Simulations will make it possible to establish profiles of the types of spectators, always without using personal data, specifying different possible scenarios inside and outside the ground. In the area outside the stadium, security staff will need to anticipate the frequency and length of the queues that could potentially form, both due to crowding and possible turnstile blockages. Issues that could be solved, for example, include more efficiently reassigning gates to spectators or arranging for fans to enter in different time slots to eliminate queues, thus allowing spectators to enjoy the full experience including the additional services available before and after the game.
Once inside, there are other needs such as optimally determining where signs and operators should be located, optimising pathways to avoid long or cumbersome journeys that can lead to unnecessary crowding, an aspect that will determine the location of the different consumer services and the number of points of sale, which mainly means those dedicated to food and merchandising.
For emergency situations, the optimisation of emergency exits and evacuation plans are especially important. The Camp Nou differs from many stadiums due to its capacity and its location in the city centre, where an uncontrolled evacuation could collapse the surrounding area and hinder the arrival of emergency services. Although it is something that FC Barcelona works on regularly and does so in coordination with the local security and emergency forces, having a digital twin of the stadium such as IoTwins will be a very powerful tool to optimise scenario planning, test protocols and prepare different alternatives for clearing the stadium in cases of emergency, whether staggered or fast-track and either for part of the stadium or in its entirety, but these operations will always be undertaken in a planned and controlled manner.
Emergency plans have been in place for years, but it should be noted that as IoTwins evolves, the system itself could anticipate and solve emergencies, or propose the most effective option for each unforeseen scenario, thus making it possible to offer an immediate response.

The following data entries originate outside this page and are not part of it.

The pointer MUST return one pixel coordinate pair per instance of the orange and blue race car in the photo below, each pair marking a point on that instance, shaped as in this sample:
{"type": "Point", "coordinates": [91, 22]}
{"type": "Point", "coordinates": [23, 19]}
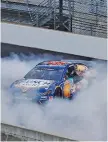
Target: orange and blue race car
{"type": "Point", "coordinates": [49, 80]}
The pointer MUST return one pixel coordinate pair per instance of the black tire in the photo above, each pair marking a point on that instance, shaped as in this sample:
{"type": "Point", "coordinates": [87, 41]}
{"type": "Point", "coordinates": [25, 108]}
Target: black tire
{"type": "Point", "coordinates": [58, 93]}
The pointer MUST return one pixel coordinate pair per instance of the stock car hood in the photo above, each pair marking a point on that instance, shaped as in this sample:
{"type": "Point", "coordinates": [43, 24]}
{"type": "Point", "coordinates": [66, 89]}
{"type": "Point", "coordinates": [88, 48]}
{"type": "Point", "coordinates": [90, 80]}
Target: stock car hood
{"type": "Point", "coordinates": [27, 84]}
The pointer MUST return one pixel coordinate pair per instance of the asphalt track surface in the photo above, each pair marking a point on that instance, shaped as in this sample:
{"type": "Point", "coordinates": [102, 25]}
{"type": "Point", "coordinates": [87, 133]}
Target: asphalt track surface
{"type": "Point", "coordinates": [84, 119]}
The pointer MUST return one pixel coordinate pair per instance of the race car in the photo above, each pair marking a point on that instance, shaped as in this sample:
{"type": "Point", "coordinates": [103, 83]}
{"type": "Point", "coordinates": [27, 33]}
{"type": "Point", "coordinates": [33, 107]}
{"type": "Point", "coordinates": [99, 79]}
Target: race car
{"type": "Point", "coordinates": [46, 81]}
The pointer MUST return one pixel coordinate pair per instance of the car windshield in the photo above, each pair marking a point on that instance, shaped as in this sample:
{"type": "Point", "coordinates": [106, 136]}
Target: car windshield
{"type": "Point", "coordinates": [45, 73]}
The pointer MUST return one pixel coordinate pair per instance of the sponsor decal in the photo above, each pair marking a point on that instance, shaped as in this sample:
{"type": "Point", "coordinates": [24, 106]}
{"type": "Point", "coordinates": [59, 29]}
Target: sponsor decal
{"type": "Point", "coordinates": [56, 63]}
{"type": "Point", "coordinates": [50, 98]}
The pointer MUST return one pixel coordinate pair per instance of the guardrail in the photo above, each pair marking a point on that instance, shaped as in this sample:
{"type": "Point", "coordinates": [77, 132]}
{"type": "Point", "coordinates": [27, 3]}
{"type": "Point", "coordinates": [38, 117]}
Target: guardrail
{"type": "Point", "coordinates": [31, 135]}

In turn, IoTwins can also be the basis for the management of personalised communications to fans and stadium operators.
Ultimately, it will be the basis for testing or training safety and security protocols and improving their effectiveness, both in the current stadium and in simulated versions with the projected work on the future stadium in progress or completed, the premise being that it is better to be proactive than reactive when it comes to ensuring the safety of thousands of people.
Regarding the security of the facilities and installations themselves, predictive analytics and usage simulations are also useful for optimising energy consumption and are already widely used in the industry to anticipate machine breakdowns. The same function is perfectly transferable to stadiums and other similar venues that, in addition to holding sports activities, are also creating patterns for concerts, cultural or trade events and other activities, and even, given the current circumstances, the possibility of using the Camp Nou to perform mass vaccinations against Covid-19.

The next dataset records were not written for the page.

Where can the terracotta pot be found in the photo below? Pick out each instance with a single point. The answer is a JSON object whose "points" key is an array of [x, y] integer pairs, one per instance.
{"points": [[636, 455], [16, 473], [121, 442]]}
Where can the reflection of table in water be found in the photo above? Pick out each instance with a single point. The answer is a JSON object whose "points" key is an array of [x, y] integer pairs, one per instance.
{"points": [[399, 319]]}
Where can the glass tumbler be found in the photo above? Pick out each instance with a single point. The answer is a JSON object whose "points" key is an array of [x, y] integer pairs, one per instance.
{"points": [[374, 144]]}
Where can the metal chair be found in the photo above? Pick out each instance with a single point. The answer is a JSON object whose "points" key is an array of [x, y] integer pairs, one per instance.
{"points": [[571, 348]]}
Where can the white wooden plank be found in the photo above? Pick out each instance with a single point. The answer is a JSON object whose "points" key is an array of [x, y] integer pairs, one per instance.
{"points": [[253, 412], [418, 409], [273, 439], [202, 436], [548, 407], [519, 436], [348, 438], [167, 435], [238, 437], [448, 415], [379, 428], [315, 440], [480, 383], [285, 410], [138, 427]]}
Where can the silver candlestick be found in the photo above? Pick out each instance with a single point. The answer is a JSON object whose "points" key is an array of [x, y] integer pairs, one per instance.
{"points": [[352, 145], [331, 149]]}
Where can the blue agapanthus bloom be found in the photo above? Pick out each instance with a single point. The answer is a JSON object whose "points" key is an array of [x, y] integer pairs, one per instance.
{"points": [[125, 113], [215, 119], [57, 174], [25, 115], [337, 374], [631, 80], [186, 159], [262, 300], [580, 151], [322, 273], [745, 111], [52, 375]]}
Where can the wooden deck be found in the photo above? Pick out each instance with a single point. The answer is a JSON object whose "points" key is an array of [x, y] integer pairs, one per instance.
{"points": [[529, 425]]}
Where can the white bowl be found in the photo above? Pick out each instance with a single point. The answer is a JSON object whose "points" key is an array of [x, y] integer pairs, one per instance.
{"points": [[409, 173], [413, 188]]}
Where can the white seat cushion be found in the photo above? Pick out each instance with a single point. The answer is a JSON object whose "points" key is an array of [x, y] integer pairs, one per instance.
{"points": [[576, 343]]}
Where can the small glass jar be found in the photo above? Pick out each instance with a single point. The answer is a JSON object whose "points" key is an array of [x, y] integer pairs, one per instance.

The IoTwins project is still at an experimental phase, but as good results start coming in, its implementation will be promoted in all types of European venues and spaces.
A safe and functional environment is the basis on which any activity in any stadium or other venue needs to be conducted, and will be essential for any sporting or commercial purpose. IoTwins will mean a qualitative leap forward in the management of security teams and operations, and will improve the experience for fans.
This article reflects only the author’s view and that the Commission is not responsible for any use that may be made of the information it contains.